Converting PDF containing outline text to InDesign
Summary
Recovering content from a PDF file is never a straight forward process. PDF files can be created by any different software and there is no uniformity in the created PDFs. As an example, a InDesign generated PDF is not the same as a Canva generated PDF. Then there are PDF files that only contain scanned data. Finally, there are PDF files created digitally, but, the text are outlined. This article specifically addresses how to convert the contents of PDF files wherein the text are outlined.
Introduction
When text is outlined, the text is converted to a series of vector paths. Thus, the original text is lost. When a PDF is created wherein the text is an outline, converting such a file using PDF2ID directly will yield vector paths in the resulting InDesign file (when text data is expected).
So the question, is how can we recover the text in such a case? There is no single software or solution that allows us to achieve what we want to. Rather, through the usage of 3 distinct pieces of software we can achieve about a 90% success rate when the 3 separate software are used properly . The 3 distinct pieces of software we are going to use are PDF2Assets, Acrobat DC and PDF2ID. Each software plays an important role.

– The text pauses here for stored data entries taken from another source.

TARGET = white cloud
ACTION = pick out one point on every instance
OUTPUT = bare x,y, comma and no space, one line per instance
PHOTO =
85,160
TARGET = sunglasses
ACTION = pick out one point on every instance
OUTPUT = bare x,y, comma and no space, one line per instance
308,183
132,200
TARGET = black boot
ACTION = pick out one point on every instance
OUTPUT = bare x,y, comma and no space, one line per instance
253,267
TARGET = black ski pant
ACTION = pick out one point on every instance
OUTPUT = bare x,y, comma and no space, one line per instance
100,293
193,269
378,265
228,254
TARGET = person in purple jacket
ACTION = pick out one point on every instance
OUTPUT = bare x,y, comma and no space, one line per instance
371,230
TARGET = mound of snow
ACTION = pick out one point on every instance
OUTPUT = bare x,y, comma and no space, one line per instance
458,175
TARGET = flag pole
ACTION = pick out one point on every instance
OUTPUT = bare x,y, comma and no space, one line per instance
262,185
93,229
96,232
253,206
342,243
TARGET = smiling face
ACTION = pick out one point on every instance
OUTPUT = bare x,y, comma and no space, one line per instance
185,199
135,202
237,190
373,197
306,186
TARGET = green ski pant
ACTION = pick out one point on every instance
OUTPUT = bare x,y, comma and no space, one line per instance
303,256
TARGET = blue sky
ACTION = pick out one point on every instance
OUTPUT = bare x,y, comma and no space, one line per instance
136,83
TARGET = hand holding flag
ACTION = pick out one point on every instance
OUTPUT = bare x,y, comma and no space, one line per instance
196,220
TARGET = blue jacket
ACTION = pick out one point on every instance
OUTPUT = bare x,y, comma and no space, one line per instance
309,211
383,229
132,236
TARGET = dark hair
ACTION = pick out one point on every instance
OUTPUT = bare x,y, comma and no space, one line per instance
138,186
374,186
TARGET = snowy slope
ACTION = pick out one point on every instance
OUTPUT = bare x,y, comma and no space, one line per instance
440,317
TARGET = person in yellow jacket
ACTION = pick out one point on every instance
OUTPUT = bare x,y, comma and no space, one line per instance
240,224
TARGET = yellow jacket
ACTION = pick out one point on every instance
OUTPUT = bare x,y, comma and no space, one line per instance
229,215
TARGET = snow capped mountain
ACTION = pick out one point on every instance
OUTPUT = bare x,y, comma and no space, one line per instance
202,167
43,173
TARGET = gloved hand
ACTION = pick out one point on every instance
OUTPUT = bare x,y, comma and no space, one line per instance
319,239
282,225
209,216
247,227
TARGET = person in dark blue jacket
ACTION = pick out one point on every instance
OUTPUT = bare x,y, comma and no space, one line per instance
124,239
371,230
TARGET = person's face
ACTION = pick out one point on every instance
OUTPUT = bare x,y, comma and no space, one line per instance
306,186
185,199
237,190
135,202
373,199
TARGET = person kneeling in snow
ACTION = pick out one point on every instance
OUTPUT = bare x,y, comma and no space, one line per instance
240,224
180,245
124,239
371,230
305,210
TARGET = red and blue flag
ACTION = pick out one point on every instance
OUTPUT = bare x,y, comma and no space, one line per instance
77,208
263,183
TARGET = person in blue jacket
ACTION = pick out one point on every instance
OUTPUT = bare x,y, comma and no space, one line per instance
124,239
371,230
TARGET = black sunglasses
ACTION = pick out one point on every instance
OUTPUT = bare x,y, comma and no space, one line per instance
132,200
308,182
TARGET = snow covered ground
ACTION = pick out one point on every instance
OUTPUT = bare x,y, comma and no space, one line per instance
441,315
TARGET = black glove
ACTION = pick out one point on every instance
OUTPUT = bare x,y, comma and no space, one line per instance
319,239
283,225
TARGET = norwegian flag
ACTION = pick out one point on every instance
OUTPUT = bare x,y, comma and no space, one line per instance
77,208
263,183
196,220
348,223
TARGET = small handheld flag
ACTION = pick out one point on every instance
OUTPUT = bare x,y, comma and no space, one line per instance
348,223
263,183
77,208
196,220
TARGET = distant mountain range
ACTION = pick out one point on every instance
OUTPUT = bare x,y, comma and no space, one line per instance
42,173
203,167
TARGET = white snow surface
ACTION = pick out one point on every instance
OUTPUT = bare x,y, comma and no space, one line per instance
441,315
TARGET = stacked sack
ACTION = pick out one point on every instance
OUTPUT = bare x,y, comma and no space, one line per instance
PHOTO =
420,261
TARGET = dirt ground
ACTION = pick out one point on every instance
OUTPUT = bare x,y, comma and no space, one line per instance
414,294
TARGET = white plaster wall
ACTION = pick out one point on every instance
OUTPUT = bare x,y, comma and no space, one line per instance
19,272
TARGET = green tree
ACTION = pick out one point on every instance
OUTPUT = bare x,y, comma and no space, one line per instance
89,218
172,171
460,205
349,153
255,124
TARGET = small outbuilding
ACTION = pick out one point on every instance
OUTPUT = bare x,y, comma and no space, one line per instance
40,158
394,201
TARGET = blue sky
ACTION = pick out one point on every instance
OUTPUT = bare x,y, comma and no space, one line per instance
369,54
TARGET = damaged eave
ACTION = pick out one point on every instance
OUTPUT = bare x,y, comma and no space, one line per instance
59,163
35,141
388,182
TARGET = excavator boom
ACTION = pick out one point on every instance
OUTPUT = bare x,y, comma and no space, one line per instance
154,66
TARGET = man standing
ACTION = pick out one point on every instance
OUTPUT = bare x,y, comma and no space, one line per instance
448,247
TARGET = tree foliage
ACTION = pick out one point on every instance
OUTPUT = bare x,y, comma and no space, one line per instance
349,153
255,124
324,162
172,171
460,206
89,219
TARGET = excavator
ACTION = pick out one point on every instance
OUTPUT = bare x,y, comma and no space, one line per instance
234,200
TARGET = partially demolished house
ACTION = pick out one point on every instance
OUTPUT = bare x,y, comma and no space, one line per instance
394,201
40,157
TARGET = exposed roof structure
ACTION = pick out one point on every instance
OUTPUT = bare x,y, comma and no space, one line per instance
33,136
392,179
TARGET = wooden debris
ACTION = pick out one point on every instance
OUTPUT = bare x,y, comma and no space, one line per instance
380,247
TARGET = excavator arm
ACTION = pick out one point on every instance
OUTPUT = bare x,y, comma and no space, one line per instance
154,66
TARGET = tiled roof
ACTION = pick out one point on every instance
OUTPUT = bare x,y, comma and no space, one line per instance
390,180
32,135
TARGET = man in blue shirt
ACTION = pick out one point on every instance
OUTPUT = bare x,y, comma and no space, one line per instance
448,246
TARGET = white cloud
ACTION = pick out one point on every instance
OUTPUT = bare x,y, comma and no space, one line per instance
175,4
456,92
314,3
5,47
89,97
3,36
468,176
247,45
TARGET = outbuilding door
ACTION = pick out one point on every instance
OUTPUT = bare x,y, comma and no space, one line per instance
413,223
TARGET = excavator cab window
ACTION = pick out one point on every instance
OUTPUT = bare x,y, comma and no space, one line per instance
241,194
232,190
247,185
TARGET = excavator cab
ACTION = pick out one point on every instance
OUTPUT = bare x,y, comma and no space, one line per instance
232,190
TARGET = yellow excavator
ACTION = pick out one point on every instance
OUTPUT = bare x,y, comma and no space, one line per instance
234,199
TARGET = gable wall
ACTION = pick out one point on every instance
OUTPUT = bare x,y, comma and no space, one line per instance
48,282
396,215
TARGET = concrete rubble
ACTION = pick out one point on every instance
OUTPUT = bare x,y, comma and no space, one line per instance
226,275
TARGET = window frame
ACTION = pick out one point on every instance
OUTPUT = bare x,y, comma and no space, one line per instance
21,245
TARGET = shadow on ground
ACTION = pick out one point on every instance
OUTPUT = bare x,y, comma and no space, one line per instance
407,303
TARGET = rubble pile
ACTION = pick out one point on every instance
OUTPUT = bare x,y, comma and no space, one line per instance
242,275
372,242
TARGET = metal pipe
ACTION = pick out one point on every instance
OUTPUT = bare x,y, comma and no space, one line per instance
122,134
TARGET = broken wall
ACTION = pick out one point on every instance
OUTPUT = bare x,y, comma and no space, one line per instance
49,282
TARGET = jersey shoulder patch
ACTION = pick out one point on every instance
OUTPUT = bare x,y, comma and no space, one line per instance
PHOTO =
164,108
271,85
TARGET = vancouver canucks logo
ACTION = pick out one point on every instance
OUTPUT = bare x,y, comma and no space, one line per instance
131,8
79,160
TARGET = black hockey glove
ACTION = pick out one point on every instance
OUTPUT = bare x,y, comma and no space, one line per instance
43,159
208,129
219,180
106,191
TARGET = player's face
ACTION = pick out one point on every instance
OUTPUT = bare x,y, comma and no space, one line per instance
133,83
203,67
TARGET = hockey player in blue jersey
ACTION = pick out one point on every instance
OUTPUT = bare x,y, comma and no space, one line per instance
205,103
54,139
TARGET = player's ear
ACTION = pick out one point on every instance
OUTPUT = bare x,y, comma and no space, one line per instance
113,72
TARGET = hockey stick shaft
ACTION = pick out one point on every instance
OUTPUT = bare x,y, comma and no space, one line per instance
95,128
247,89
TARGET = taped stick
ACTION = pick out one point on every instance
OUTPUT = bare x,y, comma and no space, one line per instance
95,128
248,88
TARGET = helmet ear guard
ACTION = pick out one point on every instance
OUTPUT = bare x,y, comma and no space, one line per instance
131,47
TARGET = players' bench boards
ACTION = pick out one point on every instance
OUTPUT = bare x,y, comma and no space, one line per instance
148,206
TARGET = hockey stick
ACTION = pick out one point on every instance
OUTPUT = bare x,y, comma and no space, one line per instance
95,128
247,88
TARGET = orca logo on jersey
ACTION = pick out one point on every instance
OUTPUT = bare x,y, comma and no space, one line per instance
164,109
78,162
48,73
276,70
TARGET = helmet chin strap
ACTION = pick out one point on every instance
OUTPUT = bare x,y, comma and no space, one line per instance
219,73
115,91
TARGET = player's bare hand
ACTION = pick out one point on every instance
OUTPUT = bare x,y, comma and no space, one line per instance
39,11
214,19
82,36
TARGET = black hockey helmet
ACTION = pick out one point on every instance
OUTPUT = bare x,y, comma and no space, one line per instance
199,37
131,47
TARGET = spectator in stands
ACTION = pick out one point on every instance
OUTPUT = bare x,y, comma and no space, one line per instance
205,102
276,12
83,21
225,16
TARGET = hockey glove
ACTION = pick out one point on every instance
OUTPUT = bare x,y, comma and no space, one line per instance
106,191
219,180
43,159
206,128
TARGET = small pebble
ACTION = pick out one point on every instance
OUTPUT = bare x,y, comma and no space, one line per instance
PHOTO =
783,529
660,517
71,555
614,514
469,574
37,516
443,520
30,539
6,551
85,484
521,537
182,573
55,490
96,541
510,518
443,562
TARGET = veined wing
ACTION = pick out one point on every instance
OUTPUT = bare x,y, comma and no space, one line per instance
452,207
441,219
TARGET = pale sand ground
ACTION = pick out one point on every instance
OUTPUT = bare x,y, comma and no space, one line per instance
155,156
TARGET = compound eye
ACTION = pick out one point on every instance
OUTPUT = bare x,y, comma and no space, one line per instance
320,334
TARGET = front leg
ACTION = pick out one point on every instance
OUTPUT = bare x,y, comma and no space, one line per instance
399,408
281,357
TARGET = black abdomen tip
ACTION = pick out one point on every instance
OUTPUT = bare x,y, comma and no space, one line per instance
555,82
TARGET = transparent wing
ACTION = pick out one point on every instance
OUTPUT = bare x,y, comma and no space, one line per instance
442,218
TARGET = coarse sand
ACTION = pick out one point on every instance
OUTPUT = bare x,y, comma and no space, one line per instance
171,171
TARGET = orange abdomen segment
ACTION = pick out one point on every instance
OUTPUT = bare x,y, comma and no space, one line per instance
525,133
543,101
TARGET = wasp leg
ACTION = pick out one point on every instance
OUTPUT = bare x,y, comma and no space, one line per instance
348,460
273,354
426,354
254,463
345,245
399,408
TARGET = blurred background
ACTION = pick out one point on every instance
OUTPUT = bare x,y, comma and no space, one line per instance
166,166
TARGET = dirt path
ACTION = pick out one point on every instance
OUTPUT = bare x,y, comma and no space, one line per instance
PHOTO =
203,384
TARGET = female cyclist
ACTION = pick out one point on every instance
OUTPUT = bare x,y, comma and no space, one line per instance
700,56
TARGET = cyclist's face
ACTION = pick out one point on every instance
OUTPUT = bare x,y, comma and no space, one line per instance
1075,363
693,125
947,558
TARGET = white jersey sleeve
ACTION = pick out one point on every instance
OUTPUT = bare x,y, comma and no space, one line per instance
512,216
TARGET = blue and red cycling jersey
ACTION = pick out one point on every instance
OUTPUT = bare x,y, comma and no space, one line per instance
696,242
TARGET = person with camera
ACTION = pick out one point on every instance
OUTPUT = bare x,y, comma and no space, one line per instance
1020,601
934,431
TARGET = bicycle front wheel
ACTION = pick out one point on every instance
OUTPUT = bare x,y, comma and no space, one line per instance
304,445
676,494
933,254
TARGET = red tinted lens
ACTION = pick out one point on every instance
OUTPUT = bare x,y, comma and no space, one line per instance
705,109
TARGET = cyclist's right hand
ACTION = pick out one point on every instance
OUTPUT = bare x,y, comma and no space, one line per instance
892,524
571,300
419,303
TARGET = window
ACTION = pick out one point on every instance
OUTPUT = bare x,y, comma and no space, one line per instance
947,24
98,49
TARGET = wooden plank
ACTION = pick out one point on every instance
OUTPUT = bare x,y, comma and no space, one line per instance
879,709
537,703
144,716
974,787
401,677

Recovering outlined text as real text from a PDF to Adobe InDesign
We are directly specifying the steps below along with the role each software plays.
1. Convert every page in the PDF file to an image type such as JPEG or PNG.
The very first step is to convert each page of the PDF to a JPEG or PNG using the PDF2Assets application (this seems counter intuitive but it’s the most important first step). PDF2Assets is an application for batch extracting images and graphics assets from PDF files, but it also has the capability to convert every page in a PDF to a JPEG or PNG type. The image below depicts in detail the steps required in –
2. Gather the images from PDF2Assets and create a new PDF using Acrobat DC and perform an OCR on it.
The next step is to create a new PDF file using Acrobat DC by using the JPEG or PNG images that PDF2Assets created from Step #1 above (again, this seems counter-intuitive, but it serves a purpose).
Once we have a PDF that is filled with images, we can use the OCR functionality of Acrobat DC and create a highly accurate PDF containing the text data but make sure to save it! The image below depicts the steps in Acrobat DC to do this –
3. Convert PDF with OCR data to InDesign using PDF2ID
Now that we have a PDF file with the OCR performed on it we can use PDF2ID to convert the PDF file to InDesign type. Once the PDF is converted to InDesign type, we can either hide or delete the images layer as PDF2ID creates a layered InDesign file with the text and images in separate layers!
We have successfully been able to convert the PDF file to InDesign with live text!
You can further extract the graphics and images using PDF2ID or even PDF2Assets from the original PDF file that contains outlined text and merge the contents and we have a perfectly working InDesign file.
Conclusion
Summing up, we have now have a solution in place when working with outlined text data in a PDF file. In this case we were able to solve the situation by combining PDF2Assets, Acrobat DC and PDF2ID in an effective and logical way!